Taiwan has been among the countries expressing concern and sending rescue teams to El Salvador, one of Taiwan's stable diplomatic allies. Two rescue teams, consisting of a total of 90 people, are now at work there. The Buddhist Compassionate Relief Tzu-chi Foundation (慈濟功德會), the charity group that won overwhelming applause for its relief efforts in the aftermath of the 921 quake, has sent a team to El Salvador to assist in relief efforts there. The Ministry of Foreign Affairs has set up a special task force to coordinate the country's relief efforts. The government has also donated US$200,000, while China Airlines has given US$60,000.

The response from Taiwan's government, NGOs and private sector has been swift -- an indication that Taiwan has learned from its traumatic experience. Taiwan received generous help from around the world after the 921 quake. Now is the time to repay the kindness of the international community. It is also the time for solid action in promoting non-governmental and humanitarian action. Taiwan has been slow in the past to respond to disasters in other parts of the world, due to the country's international isolation and the lack of proper channels for relief action.
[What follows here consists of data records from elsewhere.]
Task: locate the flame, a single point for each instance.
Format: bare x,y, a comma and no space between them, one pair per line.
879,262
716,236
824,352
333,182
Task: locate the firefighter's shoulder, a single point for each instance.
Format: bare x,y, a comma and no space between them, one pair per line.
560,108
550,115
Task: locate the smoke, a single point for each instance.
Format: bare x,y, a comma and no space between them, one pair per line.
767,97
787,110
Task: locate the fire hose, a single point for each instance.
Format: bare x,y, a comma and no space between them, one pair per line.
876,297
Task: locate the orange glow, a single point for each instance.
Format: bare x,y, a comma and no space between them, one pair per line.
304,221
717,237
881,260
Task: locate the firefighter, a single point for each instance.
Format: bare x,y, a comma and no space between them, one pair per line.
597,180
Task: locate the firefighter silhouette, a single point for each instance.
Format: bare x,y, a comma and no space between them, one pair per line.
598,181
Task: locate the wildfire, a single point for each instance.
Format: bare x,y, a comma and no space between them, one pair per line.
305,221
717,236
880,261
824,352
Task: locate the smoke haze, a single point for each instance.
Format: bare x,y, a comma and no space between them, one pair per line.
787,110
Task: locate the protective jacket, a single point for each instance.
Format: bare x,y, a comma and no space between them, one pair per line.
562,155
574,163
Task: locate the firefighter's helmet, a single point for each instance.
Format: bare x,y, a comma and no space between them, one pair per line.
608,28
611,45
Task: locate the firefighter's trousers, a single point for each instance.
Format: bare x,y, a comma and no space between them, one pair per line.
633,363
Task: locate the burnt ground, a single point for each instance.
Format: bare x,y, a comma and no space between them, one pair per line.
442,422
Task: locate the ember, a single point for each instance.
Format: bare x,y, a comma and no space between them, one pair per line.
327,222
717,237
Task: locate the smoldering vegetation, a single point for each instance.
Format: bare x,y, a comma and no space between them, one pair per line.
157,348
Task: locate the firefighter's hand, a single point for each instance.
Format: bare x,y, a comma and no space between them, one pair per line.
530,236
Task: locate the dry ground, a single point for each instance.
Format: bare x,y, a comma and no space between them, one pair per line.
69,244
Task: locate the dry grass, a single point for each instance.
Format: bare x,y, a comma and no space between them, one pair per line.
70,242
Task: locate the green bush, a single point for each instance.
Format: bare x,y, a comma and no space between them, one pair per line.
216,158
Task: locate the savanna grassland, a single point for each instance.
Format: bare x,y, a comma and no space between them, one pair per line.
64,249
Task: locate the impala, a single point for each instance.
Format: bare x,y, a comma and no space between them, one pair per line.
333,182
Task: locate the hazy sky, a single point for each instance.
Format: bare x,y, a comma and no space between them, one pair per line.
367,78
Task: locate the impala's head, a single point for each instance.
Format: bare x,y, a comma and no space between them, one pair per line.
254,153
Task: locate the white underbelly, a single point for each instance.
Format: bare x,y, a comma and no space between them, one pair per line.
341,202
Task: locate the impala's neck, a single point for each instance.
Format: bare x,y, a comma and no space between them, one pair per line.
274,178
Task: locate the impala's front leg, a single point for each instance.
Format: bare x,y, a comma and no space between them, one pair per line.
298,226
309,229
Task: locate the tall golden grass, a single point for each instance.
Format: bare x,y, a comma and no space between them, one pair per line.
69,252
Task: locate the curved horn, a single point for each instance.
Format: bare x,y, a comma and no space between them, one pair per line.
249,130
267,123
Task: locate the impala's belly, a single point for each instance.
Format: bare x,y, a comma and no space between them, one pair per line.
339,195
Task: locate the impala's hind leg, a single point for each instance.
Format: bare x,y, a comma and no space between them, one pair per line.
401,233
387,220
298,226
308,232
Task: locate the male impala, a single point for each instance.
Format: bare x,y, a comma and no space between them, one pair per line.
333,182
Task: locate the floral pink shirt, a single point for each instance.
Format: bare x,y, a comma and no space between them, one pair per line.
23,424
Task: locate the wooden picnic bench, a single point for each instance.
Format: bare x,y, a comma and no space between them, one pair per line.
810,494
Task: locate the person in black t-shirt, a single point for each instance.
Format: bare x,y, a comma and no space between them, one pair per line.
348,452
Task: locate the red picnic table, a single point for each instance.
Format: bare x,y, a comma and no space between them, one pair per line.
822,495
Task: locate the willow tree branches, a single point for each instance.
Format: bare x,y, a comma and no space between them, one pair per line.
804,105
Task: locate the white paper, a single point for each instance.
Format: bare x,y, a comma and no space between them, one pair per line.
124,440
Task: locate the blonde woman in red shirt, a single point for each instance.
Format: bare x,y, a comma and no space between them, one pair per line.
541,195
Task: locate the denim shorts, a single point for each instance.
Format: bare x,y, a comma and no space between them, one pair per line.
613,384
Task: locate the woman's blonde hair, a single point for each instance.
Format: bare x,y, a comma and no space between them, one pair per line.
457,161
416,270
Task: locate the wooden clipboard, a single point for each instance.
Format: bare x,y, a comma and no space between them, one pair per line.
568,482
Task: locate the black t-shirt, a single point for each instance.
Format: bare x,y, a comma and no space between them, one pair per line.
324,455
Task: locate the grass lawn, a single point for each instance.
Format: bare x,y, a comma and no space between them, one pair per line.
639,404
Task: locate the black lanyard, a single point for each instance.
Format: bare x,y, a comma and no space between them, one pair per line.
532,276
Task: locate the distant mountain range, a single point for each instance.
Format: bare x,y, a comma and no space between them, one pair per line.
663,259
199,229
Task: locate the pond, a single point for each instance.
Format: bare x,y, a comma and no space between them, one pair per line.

Now is the time to change this situation.

In El Salvador, Taiwanese rescuers have worked with teams from other countries, racing against time to save lives in the first precious 72 hours. Our prayers go to the victims of the disaster, and our praise to Taiwan's rescuers and relief workers.

If rescue work is a race against time, relief and reconstruction are a tug of war with time. More than one year after the 921 quake, the reconstruction work remains less than satisfactory, with many families still living in prefab houses and many students still attending classes in makeshift classrooms. The livelihoods of many quake victims have yet to be properly attended to. Still many others live in the shadow of the trauma. But no matter how Taiwan has fared in the relief and reconstruction work, this country has the obligation to share its experience with El Salvador, so that its ally may be spared from a repetition of the same mistakes.

In 1995, the Kobe earthquake left 4,600 people dead in Japan. The destruction caused by the quake was massive and reconstruction efforts continue to this day, more than five years later. But the city is quickly rising again from its ruins. It has built a ?23 billion soccer stadium, where it will host some of the 2002 World Cup games. The city hopes that such a major event will pull the residents out of the long shadow of the 1995 quake. The wounds of the 921 earthquake may take quite some time to heal, and El Salvador is now in the middle of another catastrophe. But friendship and international aid can bring the Salvadoran people the confidence that, while quakes may cause a country to stumble, they cannot prevent it from standing up again.